Üstâd’ın Hazret-i Mehdi hakkındaki düşünceleri aydınlık ve tereddütsüzdür. Ne zaman geleceğinden çok, ifâ edeceği vazifelerle meşguldur. Bir suale borçlu olduğumuz aşağıdaki satırlar, Hazret-i Mehdi’nin vazifelerinin en derli toplu takdim edildiği ender kaynaklardandır:
“Çok defa mektuplarımda işaret ettiğim gibi, Mehdi-i Al-i Resulün temsil ettiği kudsi cemaatinin şahs-ı manevisinin üç vazifesi var. Eğer çabuk kıyamet kopmazsa ve beşer bütün bütün yoldan çıkmazsa, o vazifeleri onun cemiyeti ve seyyidler cemaati yapacağını rahmet-i İlahiyeden bekliyoruz. Ve onun üç büyük vazifesi olacak:
Birincisi : Fen ve felsefenin tasallutuyla ve maddiyun ve tabiiyyun taunu, beşer içine intişar etmesiyle, herşeyden evvel felsefeyi ve maddiyun fikrini tam susturacak bir tarzda imanı kurtarmaktır.
“Ehl-i imanı dalaletten muhafaza etmek ve bu vazife hem dünya, hem herşeyi bırakmakla, çok zaman tedkikat ile meşguliyeti iktiza ettiğinden, Hazret-i Mehdinin, o vazifesini bizzat kendisi görmeye vakit ve hal müsaade edemez. Çünkü hilafet-i Muhammediye (a.s.m.) cihetindeki saltanatı, onunla iştigale vakit bırakmıyor. Herhalde o vazifeyi ondan evvel bir taife bir cihette görecek. O zat, o taifenin uzun tetkikatıyla yazdıkları eseri kendine hazır bir program yapacak, onunla o birinci vazifeyi tam yapmış olacak.
“Bu vazifenin istinad ettiği kuvvet ve manevi ordusu, yalnız ihlas ve sadakat ve tesanüd sıfatlarına tam sahip olan bir kısım şakirtlerdir. Ne kadar da az da olsalar, manen bir ordu kadar kuvvetli ve kıymetli sayılırlar.
“İkinci vazifesi : Hilafet-i Muhammediye (a.s.m.) unvanıyla şeair-i İslamiyeyi ihya etmektir. Alem-i İslamın vahdetini nokta-i istinad edip beşeriyeti maddi ve manevi tehlikelerden ve gazab-ı İlahiden kurtarmaktır.

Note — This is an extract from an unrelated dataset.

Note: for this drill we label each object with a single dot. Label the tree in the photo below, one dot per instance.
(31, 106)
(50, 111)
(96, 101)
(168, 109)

Bu vazifenin, nokta-i istinadı ve hadimleri, milyonlarla efradı bulunan ordular lazımdır.
“Üçüncü vazifesi : İnkılabat-ı zamaniye ile çok ahkam-ı Kur’âniyenin zedelenmesiyle ve şeriat-ı Muhammediyenin (a.s.m.) kanunları bir derece tatile uğramasıyla, o zat, bütün ehl-i imanın manevi yardımlarıyla ve ittihad-ı İslamın muavenetiyle ve bütün ulema ve evliyanın ve bilhassa Al-i Beytin neslinden her asırda kuvvetli ve kesretli bulunan milyonlar fedakar seyyidlerin iltihaklarıyla o vazife-i uzmayı yapmaya çalışır.
“Şimdi hakikat-i hal böyle olduğu halde, en birinci vazifesi ve en yüksek mesleği olan imanı kurtarmak ve imanı, tahkiki bir surette umuma ders vermek, hatta avamın da imanını tahkiki yapmak vazifesi ise, manen ve hakikaten hidayet edici, irşad edici manasının tam sarahatini ifade ettiği için, Nur şakirtleri bu vazifeyi tamamıyla Risale-i Nur da gördüklerinden, ikinci ve üçüncü vazifeler buna nisbeten ikinci ve üçüncü derecedir diye, Risale-i Nur’un şahs-ı manevisini haklı olarak bir nevi Mehdi telakki ediyorlar. O şahs-ı manevinin de bir mümessili, Nur şakirtlerinin tesanüdünden gelen bir şahs-ı manevisi ve o şahs-ı manevide bir nevi mümessili olan biçare tercümanını zannettiklerinden, bazan o ismi ona da veriyorlar. Gerçi bu, bir iltibas ve bir sehivdir, fakat onlar onda mes ul değiller. Çünkü ziyade hüsn-ü zan, eskiden beri cereyan ediyor ve itiraz edilmez. Ben de o kardeşlerimin pek ziyade hüsn-ü zanlarını bir nevi dua ve bir temenni ve Nur talebelerinin kemal-i itikatlarının bir tereşşuhu gördüğümden, onlara çok ilişmezdim. Hatta eski evliyanın bir kısmı, keramet-i gaybiyelerinde Risale-i Nur u aynı o ahir zamanın hidayet edicisi olduğu diye keşifleri, bu tahkikat ile tevili anlaşılır. Demek iki noktada bir iltibas var; tevil lazımdır.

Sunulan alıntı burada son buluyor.